Celebrate small wins: “We paid school fees without borrowing this term.” Remember, your marriage is not a competition with neighbours or Instagram families.
Also, lean on faith and community. Most Nigerian couples say this keeps them sane. Pray together, stay close to family and church or mosque groups. People are often willing to help with childcare, food, or job when they see you’re trying, and humble.
In good months, save extra and avoid lifestyle inflation. Keep a “dry season” fund. Even ₦10,000 or ₦20,000 helps cover two weeks of food and gas.
Please advise the government on how to tackle the state of the economy
The Federal government should make the country better by focusing on what touches daily life first such as security, power, food, and trust in institutions.
They should fix security and justice so people feel safe, localise policing and accountability. They should also fast-track justice, and reduce case backlog in courts. A system where criminals face consequences and innocent people aren’t stuck for years changes behaviour fast. Government should also address root causes, which include youth unemployment, farmer-herder clashes. Kidnapping for ransom need targeted programmes, not just force.

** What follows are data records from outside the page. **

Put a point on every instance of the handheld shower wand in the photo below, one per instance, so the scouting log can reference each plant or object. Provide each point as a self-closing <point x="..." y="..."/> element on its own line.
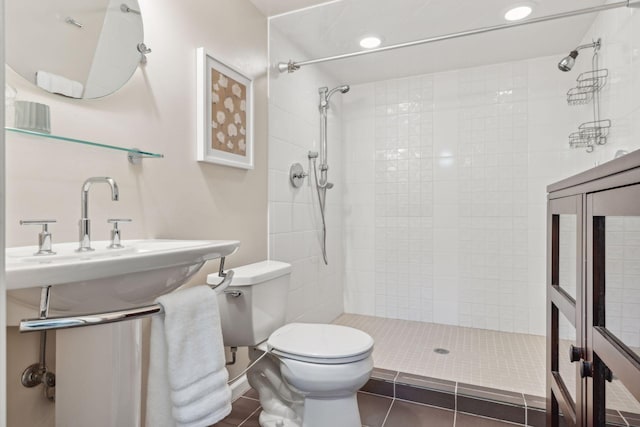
<point x="323" y="184"/>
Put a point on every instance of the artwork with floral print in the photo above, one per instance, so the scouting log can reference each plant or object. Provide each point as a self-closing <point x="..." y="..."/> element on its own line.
<point x="228" y="114"/>
<point x="224" y="108"/>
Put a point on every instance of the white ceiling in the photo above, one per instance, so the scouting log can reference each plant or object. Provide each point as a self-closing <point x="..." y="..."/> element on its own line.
<point x="337" y="26"/>
<point x="276" y="7"/>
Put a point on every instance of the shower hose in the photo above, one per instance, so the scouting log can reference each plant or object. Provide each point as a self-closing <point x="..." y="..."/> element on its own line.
<point x="322" y="196"/>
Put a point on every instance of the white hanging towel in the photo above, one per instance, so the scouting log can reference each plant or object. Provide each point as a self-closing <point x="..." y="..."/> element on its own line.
<point x="57" y="84"/>
<point x="187" y="376"/>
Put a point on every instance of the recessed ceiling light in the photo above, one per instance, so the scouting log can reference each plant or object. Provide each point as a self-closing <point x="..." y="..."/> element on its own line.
<point x="370" y="42"/>
<point x="517" y="13"/>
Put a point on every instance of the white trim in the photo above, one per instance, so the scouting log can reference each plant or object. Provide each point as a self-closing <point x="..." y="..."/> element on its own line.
<point x="304" y="9"/>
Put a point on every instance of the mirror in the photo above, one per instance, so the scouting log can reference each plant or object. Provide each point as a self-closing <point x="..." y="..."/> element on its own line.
<point x="75" y="48"/>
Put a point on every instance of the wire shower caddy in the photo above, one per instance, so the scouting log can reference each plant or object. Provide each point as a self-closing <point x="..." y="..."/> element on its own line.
<point x="588" y="86"/>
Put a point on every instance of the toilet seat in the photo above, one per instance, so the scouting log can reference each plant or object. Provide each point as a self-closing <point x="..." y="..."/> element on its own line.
<point x="320" y="343"/>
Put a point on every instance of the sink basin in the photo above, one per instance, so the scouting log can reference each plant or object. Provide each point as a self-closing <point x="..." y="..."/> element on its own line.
<point x="107" y="279"/>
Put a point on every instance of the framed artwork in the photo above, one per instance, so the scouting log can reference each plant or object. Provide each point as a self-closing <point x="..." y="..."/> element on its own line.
<point x="225" y="113"/>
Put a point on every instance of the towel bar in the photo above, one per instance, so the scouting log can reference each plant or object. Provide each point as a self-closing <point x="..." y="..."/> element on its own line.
<point x="80" y="320"/>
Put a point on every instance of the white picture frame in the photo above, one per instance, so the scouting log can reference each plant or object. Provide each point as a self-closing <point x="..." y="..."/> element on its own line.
<point x="224" y="113"/>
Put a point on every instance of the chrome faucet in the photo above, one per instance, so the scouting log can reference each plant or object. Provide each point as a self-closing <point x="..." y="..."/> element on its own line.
<point x="85" y="224"/>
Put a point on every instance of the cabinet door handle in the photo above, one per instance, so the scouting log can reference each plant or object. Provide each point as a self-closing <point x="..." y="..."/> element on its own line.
<point x="586" y="369"/>
<point x="575" y="353"/>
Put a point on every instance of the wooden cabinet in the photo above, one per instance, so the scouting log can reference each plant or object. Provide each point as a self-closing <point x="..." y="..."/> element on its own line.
<point x="593" y="297"/>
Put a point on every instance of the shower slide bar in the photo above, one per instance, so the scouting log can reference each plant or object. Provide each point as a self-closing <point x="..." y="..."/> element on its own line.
<point x="292" y="66"/>
<point x="81" y="320"/>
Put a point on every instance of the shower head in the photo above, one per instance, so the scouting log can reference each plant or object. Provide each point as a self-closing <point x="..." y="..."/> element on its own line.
<point x="341" y="89"/>
<point x="568" y="61"/>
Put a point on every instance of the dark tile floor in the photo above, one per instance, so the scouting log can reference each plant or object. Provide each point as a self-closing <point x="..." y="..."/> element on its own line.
<point x="375" y="411"/>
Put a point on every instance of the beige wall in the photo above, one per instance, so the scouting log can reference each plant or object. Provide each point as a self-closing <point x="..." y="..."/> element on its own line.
<point x="174" y="197"/>
<point x="3" y="329"/>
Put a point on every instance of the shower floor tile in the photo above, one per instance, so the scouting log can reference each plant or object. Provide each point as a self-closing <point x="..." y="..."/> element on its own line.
<point x="477" y="357"/>
<point x="499" y="360"/>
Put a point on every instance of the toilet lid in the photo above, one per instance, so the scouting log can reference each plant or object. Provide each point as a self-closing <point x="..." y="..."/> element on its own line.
<point x="320" y="341"/>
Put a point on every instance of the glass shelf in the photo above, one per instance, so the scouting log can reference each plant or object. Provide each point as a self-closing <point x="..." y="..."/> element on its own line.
<point x="134" y="154"/>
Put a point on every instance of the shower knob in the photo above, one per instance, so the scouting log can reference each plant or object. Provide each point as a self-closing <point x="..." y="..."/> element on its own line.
<point x="297" y="175"/>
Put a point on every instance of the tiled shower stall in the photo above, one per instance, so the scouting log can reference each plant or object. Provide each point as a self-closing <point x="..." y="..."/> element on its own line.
<point x="439" y="210"/>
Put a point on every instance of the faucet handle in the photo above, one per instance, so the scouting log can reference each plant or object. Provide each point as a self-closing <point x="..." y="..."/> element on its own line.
<point x="115" y="232"/>
<point x="44" y="237"/>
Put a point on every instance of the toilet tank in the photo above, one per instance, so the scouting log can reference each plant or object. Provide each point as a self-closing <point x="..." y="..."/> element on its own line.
<point x="250" y="318"/>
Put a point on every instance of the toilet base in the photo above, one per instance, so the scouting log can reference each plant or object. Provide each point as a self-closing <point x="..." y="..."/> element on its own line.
<point x="320" y="413"/>
<point x="270" y="420"/>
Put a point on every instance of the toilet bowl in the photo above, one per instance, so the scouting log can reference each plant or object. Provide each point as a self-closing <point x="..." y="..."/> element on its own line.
<point x="312" y="372"/>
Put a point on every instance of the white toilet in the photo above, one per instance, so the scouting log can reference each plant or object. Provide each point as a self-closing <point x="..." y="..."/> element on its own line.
<point x="312" y="375"/>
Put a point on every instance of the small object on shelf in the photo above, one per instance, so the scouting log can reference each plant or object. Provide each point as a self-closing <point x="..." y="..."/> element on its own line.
<point x="588" y="83"/>
<point x="131" y="152"/>
<point x="590" y="134"/>
<point x="32" y="116"/>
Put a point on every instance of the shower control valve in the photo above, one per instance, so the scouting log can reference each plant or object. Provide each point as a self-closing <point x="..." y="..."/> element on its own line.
<point x="297" y="175"/>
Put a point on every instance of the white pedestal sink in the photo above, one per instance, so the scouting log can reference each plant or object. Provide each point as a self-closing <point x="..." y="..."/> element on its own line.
<point x="99" y="370"/>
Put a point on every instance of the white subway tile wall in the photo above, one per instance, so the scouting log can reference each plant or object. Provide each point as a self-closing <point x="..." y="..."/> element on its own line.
<point x="439" y="212"/>
<point x="455" y="196"/>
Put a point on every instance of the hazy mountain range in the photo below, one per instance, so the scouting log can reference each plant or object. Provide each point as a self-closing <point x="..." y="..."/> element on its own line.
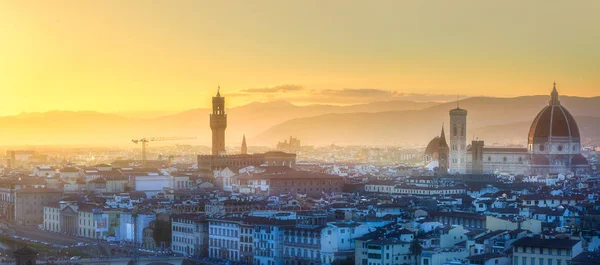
<point x="496" y="120"/>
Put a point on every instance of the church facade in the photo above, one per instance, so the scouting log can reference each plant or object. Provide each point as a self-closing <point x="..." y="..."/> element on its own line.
<point x="554" y="146"/>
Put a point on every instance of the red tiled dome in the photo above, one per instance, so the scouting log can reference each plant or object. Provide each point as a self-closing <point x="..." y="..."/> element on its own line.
<point x="553" y="121"/>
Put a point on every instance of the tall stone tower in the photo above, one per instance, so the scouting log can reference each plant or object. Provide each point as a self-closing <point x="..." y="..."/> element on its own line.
<point x="458" y="141"/>
<point x="244" y="146"/>
<point x="218" y="124"/>
<point x="443" y="153"/>
<point x="477" y="157"/>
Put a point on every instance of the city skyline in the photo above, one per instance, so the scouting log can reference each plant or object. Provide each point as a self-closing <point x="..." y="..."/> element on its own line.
<point x="120" y="57"/>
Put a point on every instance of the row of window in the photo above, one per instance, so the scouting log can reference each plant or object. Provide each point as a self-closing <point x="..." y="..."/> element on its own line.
<point x="223" y="232"/>
<point x="223" y="243"/>
<point x="545" y="251"/>
<point x="536" y="261"/>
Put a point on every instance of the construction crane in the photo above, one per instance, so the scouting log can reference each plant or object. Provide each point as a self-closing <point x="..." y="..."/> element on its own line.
<point x="145" y="141"/>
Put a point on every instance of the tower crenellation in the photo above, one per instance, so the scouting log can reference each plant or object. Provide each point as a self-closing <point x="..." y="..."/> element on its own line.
<point x="218" y="124"/>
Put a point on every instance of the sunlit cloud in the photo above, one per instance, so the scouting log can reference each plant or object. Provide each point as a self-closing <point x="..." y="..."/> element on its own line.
<point x="301" y="95"/>
<point x="275" y="89"/>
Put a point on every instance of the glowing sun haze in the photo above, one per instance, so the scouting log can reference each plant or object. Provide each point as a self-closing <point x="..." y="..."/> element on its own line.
<point x="123" y="56"/>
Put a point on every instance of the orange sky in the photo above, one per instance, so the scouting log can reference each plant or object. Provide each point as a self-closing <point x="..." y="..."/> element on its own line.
<point x="127" y="56"/>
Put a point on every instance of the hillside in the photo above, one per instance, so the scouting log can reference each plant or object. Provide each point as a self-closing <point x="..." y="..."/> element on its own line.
<point x="419" y="126"/>
<point x="93" y="128"/>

The government should also fix roads to ease transport, especially farm to market roads such as Lagos-Kano, Port Harcourt-Abuja, and farm roads. Cutting transport costs cuts food prices faster than subsidies.

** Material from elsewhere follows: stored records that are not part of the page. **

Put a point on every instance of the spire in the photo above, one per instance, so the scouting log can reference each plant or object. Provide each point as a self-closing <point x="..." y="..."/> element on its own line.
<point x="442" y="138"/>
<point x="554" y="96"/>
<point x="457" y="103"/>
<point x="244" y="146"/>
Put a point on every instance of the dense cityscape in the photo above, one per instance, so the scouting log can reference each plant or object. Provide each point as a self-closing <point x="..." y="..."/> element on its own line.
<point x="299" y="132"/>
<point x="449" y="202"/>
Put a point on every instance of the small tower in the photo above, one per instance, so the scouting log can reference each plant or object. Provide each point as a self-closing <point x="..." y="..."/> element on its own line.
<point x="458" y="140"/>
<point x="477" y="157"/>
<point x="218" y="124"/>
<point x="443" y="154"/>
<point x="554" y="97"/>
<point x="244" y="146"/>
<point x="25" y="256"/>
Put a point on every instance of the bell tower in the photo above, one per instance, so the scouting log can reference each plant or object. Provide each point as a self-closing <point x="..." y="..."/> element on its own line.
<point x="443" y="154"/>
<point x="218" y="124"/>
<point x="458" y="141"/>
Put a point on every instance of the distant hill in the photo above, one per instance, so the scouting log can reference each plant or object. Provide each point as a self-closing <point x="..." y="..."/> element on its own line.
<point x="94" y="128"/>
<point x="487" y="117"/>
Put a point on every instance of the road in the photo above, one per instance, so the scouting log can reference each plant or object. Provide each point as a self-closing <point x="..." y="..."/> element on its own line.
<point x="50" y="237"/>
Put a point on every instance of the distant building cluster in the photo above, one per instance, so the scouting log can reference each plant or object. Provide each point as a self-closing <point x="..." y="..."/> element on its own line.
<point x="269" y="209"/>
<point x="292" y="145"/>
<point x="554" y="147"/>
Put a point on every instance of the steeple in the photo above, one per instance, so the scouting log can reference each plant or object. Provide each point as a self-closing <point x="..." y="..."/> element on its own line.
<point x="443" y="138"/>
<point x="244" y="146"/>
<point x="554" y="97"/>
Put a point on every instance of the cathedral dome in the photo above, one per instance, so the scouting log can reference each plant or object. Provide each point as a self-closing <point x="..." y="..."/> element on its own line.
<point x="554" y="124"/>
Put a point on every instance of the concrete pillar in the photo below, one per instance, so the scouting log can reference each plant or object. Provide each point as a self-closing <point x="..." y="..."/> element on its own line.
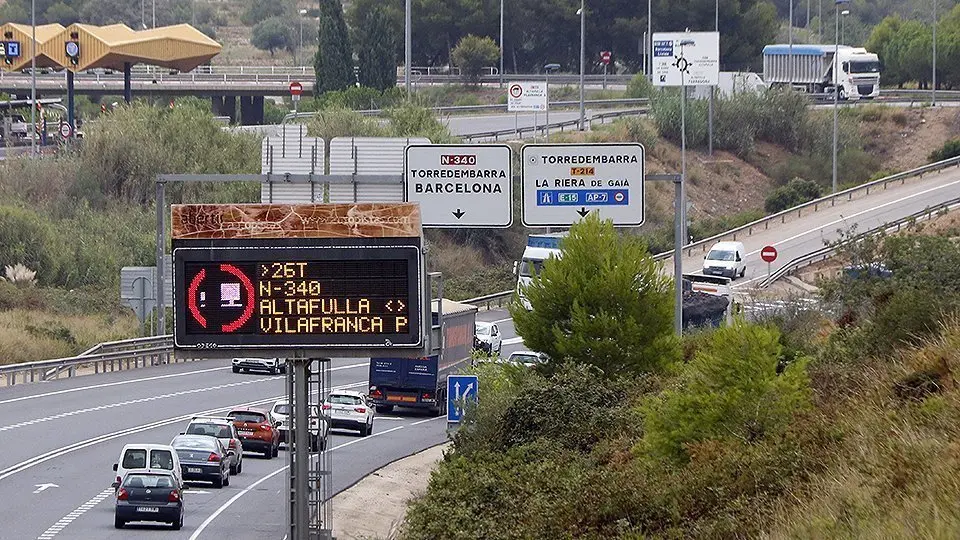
<point x="127" y="87"/>
<point x="251" y="110"/>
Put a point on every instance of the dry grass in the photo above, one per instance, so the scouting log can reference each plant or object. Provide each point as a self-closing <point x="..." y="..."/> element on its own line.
<point x="28" y="336"/>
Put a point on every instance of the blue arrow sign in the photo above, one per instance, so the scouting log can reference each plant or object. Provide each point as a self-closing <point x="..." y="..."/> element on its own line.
<point x="460" y="390"/>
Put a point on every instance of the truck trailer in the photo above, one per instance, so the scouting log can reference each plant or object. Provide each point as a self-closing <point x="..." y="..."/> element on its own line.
<point x="819" y="69"/>
<point x="421" y="382"/>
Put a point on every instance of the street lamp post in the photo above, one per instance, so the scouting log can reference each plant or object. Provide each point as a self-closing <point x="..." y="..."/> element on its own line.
<point x="547" y="69"/>
<point x="583" y="25"/>
<point x="501" y="43"/>
<point x="836" y="85"/>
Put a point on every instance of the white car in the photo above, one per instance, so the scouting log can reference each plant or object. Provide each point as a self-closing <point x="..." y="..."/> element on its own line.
<point x="526" y="358"/>
<point x="147" y="458"/>
<point x="726" y="259"/>
<point x="487" y="338"/>
<point x="350" y="410"/>
<point x="280" y="416"/>
<point x="271" y="365"/>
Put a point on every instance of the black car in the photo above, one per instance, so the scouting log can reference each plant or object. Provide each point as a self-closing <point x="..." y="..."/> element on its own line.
<point x="149" y="496"/>
<point x="203" y="458"/>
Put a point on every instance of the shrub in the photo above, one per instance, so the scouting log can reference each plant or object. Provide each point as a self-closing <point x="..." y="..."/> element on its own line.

They should try as much as possible to lower the cost of living without creating more waste, fight food inflation at the source by improving storage, reduce post-harvest loss, and secure farms so production rises. You can’t import your way out of food inflation forever.
Public money should be made available, visible and accountable. Government should publish budgets and spending in plain language, and reward states and Local Government Area’s (LGAs) that perform. The government should tie some federal grants to measurable results in education, health, and road maintenance. Competition works. Cut waste in government itself, fewer duplication of agencies, leaner delegations, and less spending on things that don’t serve citizens, are also important.
They should invest in people, not just projects, basic education and healthcare that actually function. A child in a public primary school should be able to read and do basic math by Primary three. That’s the minimum there should be Technical and vocational training tied to jobs, partnerships with private companies, so training leads to actual employment, not just certificates.
Protect merit in hiring and contracts. When people see that connection matters more than competence, they stop believing in the system.